Member of the California State Assembly
- In office January 4, 1971 – December 1, 1980
- Preceded by: Patrick D. McGee
- Succeeded by: Cathie Wright
- Constituency: 64th district (1971–1974) 37th district (1974–1980)

Personal details
- Born: May 6, 1933 San Francisco, California
- Died: May 15, 2020 (aged 87)
- Party: Republican
- Spouse(s): Betty C. Robison (m. ? - div. 1980) Jeannette Wilhoit (m. 1999)
- Children: 2
- Education: University of California, Berkeley
- Occupation: Financial and Tax Consultant

Military service
- Branch/service: United States Army
- Years of service: 1955-1957

= Bob Cline =

American politician (1933–2020)

Robert Corde Cline (May 6, 1933 – May 15, 2020) was an American politician from California and a member of the Republican Party.

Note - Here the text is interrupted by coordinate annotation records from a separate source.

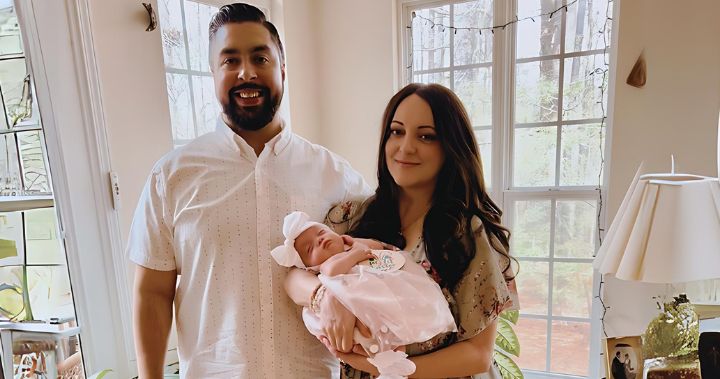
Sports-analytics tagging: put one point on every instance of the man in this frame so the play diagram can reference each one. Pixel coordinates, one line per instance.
(211, 212)
(617, 368)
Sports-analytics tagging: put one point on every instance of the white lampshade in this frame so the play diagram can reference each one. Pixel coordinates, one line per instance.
(667, 230)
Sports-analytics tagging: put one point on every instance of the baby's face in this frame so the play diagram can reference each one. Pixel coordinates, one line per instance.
(318, 243)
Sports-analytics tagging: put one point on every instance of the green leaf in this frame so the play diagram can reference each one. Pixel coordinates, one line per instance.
(508, 368)
(506, 338)
(512, 316)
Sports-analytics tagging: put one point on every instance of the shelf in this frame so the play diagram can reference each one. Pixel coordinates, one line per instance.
(25, 203)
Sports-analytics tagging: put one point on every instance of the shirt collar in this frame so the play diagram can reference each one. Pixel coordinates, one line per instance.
(277, 143)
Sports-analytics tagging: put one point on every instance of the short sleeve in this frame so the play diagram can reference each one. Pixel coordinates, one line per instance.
(151, 240)
(482, 293)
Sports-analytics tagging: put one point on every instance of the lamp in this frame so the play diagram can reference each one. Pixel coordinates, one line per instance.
(667, 230)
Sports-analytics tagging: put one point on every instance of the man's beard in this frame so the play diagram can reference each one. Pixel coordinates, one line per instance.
(251, 118)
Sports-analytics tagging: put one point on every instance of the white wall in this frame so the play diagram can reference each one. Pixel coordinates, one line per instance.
(676, 112)
(341, 67)
(137, 121)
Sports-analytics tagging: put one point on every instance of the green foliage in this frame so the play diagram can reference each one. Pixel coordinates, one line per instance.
(508, 368)
(673, 333)
(506, 338)
(507, 345)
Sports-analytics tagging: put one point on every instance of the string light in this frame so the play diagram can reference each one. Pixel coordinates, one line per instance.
(490, 28)
(603, 88)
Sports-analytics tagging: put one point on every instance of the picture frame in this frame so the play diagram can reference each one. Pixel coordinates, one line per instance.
(624, 357)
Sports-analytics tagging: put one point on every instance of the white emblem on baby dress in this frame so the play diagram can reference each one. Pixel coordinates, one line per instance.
(387, 260)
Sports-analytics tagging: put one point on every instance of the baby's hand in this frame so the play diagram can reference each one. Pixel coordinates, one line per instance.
(362, 255)
(372, 244)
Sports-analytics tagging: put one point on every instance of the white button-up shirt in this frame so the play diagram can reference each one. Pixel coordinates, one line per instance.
(213, 210)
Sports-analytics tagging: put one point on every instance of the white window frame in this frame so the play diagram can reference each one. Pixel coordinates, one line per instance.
(503, 68)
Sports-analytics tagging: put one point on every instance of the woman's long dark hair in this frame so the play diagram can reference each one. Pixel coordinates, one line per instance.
(459, 194)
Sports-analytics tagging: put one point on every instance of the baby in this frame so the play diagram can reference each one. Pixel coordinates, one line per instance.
(385, 289)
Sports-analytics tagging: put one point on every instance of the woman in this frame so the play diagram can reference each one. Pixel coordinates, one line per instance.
(431, 201)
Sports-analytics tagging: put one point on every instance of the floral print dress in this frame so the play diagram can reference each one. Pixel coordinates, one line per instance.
(479, 297)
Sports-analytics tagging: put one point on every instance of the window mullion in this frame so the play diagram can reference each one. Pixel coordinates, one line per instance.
(189, 76)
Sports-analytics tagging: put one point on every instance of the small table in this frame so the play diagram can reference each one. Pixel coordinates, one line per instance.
(51, 350)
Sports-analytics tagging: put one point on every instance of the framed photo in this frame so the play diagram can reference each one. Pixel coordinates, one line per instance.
(624, 358)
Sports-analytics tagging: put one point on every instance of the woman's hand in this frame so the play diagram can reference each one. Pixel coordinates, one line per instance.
(337, 323)
(357, 361)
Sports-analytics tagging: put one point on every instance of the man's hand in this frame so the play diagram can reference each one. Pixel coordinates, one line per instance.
(337, 323)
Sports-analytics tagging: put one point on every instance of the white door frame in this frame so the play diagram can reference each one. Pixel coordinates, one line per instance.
(62, 62)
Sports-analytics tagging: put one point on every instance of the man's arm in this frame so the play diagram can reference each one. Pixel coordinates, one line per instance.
(153, 294)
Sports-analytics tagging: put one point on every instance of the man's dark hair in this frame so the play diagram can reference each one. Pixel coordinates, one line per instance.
(241, 12)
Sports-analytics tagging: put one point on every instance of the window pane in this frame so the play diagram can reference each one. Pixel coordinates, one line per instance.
(431, 45)
(531, 229)
(570, 350)
(10, 184)
(572, 289)
(173, 37)
(206, 106)
(197, 19)
(15, 85)
(50, 292)
(533, 342)
(581, 88)
(534, 157)
(580, 163)
(575, 230)
(585, 22)
(541, 37)
(180, 113)
(533, 287)
(474, 87)
(438, 77)
(470, 46)
(484, 140)
(33, 162)
(10, 40)
(536, 96)
(43, 246)
(11, 304)
(12, 244)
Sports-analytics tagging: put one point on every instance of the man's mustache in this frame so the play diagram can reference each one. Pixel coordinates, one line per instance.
(264, 90)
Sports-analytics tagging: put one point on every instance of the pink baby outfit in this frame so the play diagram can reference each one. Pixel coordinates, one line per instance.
(398, 302)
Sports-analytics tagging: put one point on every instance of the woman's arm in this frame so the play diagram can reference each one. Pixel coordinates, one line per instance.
(469, 357)
(336, 321)
(472, 356)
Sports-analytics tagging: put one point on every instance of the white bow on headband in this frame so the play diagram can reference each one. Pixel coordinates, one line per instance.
(294, 224)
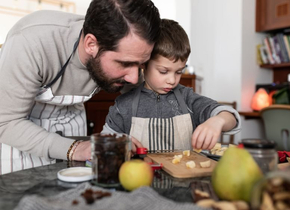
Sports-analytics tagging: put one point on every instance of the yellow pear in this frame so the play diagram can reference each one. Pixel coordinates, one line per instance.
(134, 174)
(235, 174)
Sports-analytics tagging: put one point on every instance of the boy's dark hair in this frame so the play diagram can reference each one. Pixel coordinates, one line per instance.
(173, 42)
(111, 20)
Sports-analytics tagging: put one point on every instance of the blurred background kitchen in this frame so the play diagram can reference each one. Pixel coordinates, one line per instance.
(223, 40)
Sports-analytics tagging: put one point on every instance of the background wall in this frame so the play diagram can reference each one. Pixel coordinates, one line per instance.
(223, 41)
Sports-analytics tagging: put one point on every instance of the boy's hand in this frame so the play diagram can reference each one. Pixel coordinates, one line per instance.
(135, 144)
(207, 134)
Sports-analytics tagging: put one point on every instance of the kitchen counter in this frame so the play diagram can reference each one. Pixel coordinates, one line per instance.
(43, 181)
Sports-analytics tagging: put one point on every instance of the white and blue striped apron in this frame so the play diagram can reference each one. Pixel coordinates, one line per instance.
(65, 113)
(163, 133)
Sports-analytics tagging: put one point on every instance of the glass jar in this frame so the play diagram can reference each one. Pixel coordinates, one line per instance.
(109, 152)
(263, 152)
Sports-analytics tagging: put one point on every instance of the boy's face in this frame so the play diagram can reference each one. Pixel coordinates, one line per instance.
(162, 74)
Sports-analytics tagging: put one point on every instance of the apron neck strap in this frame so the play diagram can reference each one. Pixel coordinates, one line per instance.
(60, 73)
(136, 99)
(180, 100)
(177, 94)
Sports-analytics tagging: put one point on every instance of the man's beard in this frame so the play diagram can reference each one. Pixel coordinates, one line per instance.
(98, 75)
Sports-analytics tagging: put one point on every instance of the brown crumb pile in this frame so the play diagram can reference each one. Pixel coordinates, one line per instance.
(91, 196)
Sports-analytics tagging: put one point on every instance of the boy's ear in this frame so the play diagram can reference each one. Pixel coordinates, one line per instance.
(91, 45)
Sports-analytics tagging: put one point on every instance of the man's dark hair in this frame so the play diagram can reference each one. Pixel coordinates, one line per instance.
(111, 20)
(173, 42)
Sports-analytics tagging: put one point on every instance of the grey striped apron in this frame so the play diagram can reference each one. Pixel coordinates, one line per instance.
(162, 133)
(64, 113)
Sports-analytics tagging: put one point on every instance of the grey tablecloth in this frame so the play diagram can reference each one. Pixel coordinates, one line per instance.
(144, 198)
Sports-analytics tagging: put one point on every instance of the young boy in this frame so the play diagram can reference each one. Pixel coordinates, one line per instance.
(161, 114)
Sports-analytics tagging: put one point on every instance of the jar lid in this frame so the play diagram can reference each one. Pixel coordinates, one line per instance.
(258, 143)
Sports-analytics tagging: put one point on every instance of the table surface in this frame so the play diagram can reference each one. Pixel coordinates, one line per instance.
(43, 181)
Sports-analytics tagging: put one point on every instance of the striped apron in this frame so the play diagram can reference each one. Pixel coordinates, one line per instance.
(162, 133)
(65, 113)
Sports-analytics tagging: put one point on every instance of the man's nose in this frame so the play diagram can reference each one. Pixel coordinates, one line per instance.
(132, 76)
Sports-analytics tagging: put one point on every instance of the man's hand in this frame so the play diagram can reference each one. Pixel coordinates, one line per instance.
(83, 151)
(135, 144)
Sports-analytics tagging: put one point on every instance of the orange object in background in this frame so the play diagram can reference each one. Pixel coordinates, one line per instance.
(271, 100)
(260, 100)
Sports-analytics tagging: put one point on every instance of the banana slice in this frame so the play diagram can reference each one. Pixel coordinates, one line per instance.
(190, 164)
(205, 164)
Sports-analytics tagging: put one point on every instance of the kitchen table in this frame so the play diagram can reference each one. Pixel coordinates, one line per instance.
(43, 181)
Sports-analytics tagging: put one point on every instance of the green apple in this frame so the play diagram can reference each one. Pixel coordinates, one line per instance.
(134, 174)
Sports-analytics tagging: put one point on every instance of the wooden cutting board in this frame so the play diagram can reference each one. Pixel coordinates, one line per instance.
(180, 170)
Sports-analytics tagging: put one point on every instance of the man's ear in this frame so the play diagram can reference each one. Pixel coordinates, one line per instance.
(91, 45)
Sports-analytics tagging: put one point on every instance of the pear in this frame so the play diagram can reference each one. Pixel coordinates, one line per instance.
(235, 175)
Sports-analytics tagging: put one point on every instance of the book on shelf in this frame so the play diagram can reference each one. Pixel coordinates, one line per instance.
(269, 50)
(283, 47)
(263, 53)
(274, 51)
(259, 58)
(278, 48)
(287, 45)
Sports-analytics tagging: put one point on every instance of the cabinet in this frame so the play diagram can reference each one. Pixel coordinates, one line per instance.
(98, 106)
(273, 16)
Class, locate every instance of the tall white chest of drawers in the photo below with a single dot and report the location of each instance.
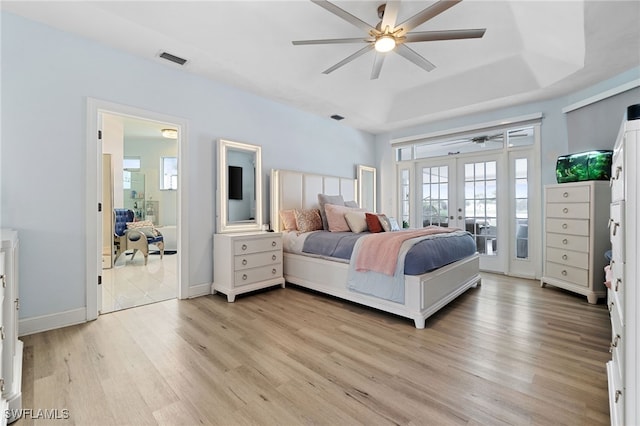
(576, 219)
(623, 295)
(245, 262)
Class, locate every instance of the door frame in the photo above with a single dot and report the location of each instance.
(93, 175)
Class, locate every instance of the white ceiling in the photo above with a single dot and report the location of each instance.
(532, 50)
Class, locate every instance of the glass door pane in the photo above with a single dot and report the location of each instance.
(435, 195)
(480, 201)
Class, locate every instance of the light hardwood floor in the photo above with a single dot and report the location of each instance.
(507, 352)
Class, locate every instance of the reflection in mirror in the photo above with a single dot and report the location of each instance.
(367, 188)
(239, 200)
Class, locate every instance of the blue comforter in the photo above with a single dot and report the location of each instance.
(427, 255)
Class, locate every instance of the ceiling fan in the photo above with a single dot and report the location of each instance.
(483, 139)
(388, 36)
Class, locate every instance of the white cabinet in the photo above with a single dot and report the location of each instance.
(246, 262)
(11, 346)
(623, 295)
(576, 219)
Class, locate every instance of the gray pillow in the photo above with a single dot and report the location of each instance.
(328, 199)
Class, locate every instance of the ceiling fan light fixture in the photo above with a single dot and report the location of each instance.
(385, 43)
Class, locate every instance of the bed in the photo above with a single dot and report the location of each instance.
(421, 295)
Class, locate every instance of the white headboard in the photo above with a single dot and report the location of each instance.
(298, 190)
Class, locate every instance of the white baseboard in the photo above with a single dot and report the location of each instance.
(34, 325)
(199, 290)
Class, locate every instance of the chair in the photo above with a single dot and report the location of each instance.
(136, 239)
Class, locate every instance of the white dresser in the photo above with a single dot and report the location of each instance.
(11, 346)
(576, 219)
(623, 295)
(244, 262)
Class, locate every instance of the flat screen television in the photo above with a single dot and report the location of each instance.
(235, 183)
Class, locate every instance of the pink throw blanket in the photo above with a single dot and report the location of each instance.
(379, 252)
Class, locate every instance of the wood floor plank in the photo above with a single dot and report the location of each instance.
(507, 352)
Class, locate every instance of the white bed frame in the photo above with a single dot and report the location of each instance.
(424, 294)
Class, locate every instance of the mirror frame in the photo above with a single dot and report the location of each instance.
(222, 209)
(361, 171)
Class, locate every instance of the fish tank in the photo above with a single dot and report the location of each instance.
(589, 165)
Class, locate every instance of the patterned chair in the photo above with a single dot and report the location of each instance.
(136, 239)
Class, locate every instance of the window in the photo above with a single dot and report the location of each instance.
(169, 173)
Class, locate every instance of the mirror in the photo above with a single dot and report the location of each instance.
(239, 201)
(367, 188)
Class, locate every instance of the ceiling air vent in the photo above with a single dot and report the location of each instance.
(173, 58)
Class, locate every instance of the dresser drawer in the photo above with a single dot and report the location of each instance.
(568, 242)
(617, 175)
(250, 276)
(568, 194)
(254, 260)
(255, 245)
(568, 211)
(573, 275)
(618, 287)
(567, 257)
(568, 226)
(617, 228)
(616, 347)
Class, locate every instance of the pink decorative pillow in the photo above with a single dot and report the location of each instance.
(288, 218)
(308, 220)
(335, 217)
(373, 222)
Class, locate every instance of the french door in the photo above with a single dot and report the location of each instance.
(467, 193)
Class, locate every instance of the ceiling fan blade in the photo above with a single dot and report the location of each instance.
(414, 57)
(343, 14)
(334, 41)
(426, 14)
(348, 59)
(444, 35)
(390, 15)
(378, 61)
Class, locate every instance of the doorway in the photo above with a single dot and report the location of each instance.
(140, 159)
(97, 110)
(463, 193)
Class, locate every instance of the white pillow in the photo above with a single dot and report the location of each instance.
(335, 217)
(357, 221)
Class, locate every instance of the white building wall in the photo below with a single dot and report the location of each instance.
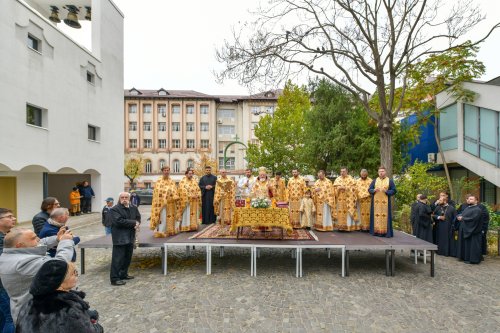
(55, 79)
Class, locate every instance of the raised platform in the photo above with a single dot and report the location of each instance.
(343, 241)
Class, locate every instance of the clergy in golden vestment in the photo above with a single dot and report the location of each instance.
(296, 188)
(164, 208)
(324, 200)
(262, 186)
(381, 189)
(279, 188)
(364, 199)
(189, 202)
(345, 202)
(224, 198)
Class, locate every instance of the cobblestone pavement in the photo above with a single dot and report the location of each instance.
(461, 298)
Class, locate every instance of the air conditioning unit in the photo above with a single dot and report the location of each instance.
(431, 157)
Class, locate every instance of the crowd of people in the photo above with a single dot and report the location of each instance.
(345, 204)
(460, 233)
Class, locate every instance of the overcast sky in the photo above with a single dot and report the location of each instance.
(171, 44)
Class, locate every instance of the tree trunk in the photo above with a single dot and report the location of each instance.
(385, 133)
(445, 165)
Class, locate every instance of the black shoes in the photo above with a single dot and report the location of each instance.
(118, 283)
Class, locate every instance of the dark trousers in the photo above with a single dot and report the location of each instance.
(6, 325)
(86, 205)
(120, 261)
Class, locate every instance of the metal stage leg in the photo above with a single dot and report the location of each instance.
(209, 260)
(165, 257)
(433, 263)
(346, 262)
(387, 262)
(82, 260)
(393, 262)
(343, 261)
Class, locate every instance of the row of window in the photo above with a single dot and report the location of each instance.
(162, 126)
(176, 165)
(162, 143)
(36, 116)
(162, 109)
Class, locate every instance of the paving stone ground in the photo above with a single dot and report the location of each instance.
(460, 298)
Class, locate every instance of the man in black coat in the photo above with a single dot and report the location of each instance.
(126, 220)
(470, 232)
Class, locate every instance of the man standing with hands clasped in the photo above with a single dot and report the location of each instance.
(126, 221)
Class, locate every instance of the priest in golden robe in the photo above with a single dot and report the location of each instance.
(224, 198)
(189, 202)
(278, 188)
(364, 199)
(262, 186)
(164, 208)
(381, 189)
(345, 202)
(324, 199)
(296, 188)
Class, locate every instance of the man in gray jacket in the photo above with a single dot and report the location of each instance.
(23, 255)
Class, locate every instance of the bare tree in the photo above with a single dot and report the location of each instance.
(366, 46)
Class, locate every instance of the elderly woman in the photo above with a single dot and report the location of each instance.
(55, 307)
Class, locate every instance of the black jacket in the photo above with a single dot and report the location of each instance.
(59, 312)
(123, 226)
(39, 221)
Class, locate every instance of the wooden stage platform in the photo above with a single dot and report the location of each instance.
(336, 240)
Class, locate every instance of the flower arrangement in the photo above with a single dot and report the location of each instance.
(260, 203)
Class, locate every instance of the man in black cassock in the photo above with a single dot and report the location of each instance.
(207, 186)
(413, 216)
(424, 220)
(470, 232)
(444, 217)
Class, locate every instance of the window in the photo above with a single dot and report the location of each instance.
(176, 166)
(93, 133)
(34, 43)
(162, 163)
(448, 127)
(225, 113)
(162, 110)
(230, 162)
(90, 77)
(34, 116)
(147, 166)
(226, 130)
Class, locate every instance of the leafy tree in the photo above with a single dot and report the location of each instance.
(134, 164)
(281, 134)
(339, 132)
(364, 46)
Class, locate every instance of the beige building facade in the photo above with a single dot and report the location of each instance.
(175, 127)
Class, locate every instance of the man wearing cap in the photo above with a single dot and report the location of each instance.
(106, 217)
(23, 255)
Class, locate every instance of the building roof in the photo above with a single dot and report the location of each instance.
(271, 95)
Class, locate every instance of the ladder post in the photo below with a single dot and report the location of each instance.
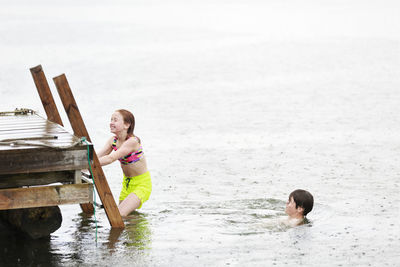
(75, 118)
(51, 110)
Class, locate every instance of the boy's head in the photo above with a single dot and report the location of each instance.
(300, 203)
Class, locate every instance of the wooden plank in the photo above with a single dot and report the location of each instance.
(43, 160)
(45, 95)
(45, 196)
(51, 109)
(41, 178)
(75, 118)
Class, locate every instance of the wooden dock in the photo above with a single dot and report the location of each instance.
(41, 163)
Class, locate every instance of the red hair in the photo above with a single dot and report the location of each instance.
(129, 119)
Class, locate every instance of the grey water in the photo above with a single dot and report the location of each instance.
(237, 103)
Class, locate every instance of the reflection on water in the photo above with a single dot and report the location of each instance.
(17, 249)
(137, 231)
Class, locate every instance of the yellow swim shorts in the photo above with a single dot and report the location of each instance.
(140, 185)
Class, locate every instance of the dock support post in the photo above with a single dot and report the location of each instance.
(51, 110)
(75, 118)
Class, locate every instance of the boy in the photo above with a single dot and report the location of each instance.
(300, 203)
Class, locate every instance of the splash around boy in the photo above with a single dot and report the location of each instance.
(127, 148)
(299, 204)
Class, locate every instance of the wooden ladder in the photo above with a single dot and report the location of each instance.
(79, 128)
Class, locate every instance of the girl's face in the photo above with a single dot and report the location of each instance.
(117, 124)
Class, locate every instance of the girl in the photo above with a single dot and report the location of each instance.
(126, 147)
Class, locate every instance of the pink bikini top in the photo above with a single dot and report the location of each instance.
(131, 157)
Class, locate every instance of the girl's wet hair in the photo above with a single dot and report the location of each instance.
(129, 119)
(303, 199)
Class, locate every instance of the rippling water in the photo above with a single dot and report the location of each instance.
(237, 104)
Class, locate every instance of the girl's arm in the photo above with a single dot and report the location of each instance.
(107, 149)
(127, 147)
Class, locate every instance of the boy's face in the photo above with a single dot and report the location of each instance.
(291, 209)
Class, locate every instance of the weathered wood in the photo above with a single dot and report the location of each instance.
(45, 94)
(79, 128)
(32, 179)
(51, 109)
(44, 196)
(35, 222)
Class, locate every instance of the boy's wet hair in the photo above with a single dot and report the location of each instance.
(303, 199)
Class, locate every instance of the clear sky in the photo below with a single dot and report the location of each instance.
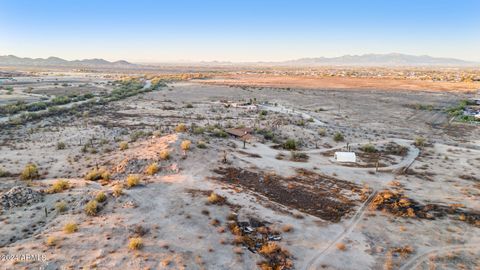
(237, 30)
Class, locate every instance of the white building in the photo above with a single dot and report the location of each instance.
(345, 157)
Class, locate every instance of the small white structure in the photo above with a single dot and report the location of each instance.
(345, 157)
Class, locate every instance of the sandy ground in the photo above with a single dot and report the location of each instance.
(182, 230)
(345, 83)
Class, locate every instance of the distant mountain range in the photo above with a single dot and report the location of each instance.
(392, 59)
(11, 60)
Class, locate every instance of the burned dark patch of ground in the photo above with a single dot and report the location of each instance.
(318, 195)
(398, 204)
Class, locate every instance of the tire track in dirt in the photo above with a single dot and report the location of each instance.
(353, 222)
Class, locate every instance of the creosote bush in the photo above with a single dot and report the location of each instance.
(30, 172)
(61, 146)
(98, 174)
(70, 227)
(101, 197)
(420, 142)
(51, 241)
(133, 180)
(165, 154)
(290, 144)
(91, 208)
(201, 145)
(61, 206)
(117, 190)
(185, 145)
(338, 137)
(123, 146)
(152, 169)
(368, 148)
(181, 128)
(59, 186)
(135, 243)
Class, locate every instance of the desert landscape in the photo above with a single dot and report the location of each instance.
(152, 171)
(240, 135)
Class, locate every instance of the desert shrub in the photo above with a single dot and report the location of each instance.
(133, 180)
(185, 145)
(91, 208)
(164, 154)
(214, 198)
(341, 246)
(201, 145)
(420, 141)
(135, 243)
(61, 146)
(338, 137)
(97, 174)
(51, 241)
(290, 144)
(219, 133)
(100, 197)
(152, 169)
(70, 227)
(181, 128)
(59, 186)
(117, 191)
(4, 173)
(138, 134)
(198, 130)
(297, 156)
(30, 172)
(368, 148)
(269, 248)
(61, 206)
(123, 146)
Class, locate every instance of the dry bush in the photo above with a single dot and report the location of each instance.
(420, 142)
(215, 198)
(181, 128)
(101, 196)
(70, 227)
(97, 174)
(287, 228)
(269, 248)
(201, 145)
(117, 190)
(30, 172)
(135, 243)
(123, 146)
(338, 137)
(51, 241)
(341, 246)
(59, 186)
(133, 180)
(185, 145)
(61, 146)
(61, 206)
(322, 132)
(91, 208)
(152, 169)
(164, 154)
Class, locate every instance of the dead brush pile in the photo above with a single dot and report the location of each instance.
(257, 237)
(398, 204)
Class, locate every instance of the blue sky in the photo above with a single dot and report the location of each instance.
(238, 30)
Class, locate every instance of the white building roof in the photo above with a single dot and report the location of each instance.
(345, 157)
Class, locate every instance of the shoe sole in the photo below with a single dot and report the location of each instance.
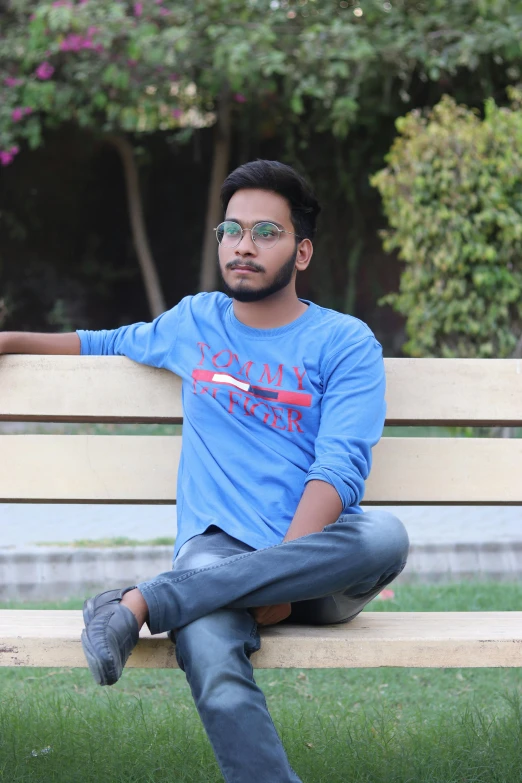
(93, 663)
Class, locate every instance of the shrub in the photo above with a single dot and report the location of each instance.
(452, 193)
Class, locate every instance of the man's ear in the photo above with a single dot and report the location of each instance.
(305, 251)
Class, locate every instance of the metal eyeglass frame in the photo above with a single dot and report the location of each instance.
(263, 222)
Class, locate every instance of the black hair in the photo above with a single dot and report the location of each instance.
(279, 178)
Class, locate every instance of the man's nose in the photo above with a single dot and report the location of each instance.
(247, 245)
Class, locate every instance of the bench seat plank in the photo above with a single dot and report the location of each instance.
(115, 389)
(51, 638)
(143, 469)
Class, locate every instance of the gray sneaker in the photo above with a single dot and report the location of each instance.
(100, 601)
(110, 635)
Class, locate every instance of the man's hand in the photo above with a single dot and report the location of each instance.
(270, 615)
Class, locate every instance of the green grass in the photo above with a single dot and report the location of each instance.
(107, 543)
(338, 726)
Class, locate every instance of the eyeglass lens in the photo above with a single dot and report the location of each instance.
(229, 234)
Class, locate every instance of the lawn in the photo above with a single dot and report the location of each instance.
(339, 726)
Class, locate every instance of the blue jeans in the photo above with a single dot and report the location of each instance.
(328, 577)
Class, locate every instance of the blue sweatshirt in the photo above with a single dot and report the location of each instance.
(265, 410)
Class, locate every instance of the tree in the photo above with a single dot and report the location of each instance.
(453, 198)
(295, 68)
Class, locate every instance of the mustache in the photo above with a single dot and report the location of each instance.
(249, 265)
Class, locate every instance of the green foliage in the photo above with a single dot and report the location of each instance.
(145, 66)
(452, 193)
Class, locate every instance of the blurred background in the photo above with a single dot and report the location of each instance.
(119, 120)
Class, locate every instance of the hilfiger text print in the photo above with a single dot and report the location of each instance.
(253, 388)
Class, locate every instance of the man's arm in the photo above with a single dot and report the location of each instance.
(36, 343)
(320, 505)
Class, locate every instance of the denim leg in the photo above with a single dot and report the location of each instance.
(354, 556)
(214, 652)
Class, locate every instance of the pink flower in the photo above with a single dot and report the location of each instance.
(386, 595)
(7, 156)
(20, 112)
(44, 71)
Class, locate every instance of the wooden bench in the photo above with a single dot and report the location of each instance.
(142, 469)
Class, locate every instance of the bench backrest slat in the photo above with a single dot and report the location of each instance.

He was elected to the California State Assembly in 1970 and represented both the 64th and the renumbered 37th districts from 1971 to 1981. In 1980 Cline ran for the state senate seat being vacated by GOP veteran Lou Cusanovich but lost the primary to former Los Angeles Police Chief Ed Davis.

==Background==
Cline was born in San Francisco, California. He served in the United States Army. Cline received his bachelor's and master's degree from University of California, Berkeley. Cline lived in San Bernardino, California with his wife and family. He was a tax and financial consultant.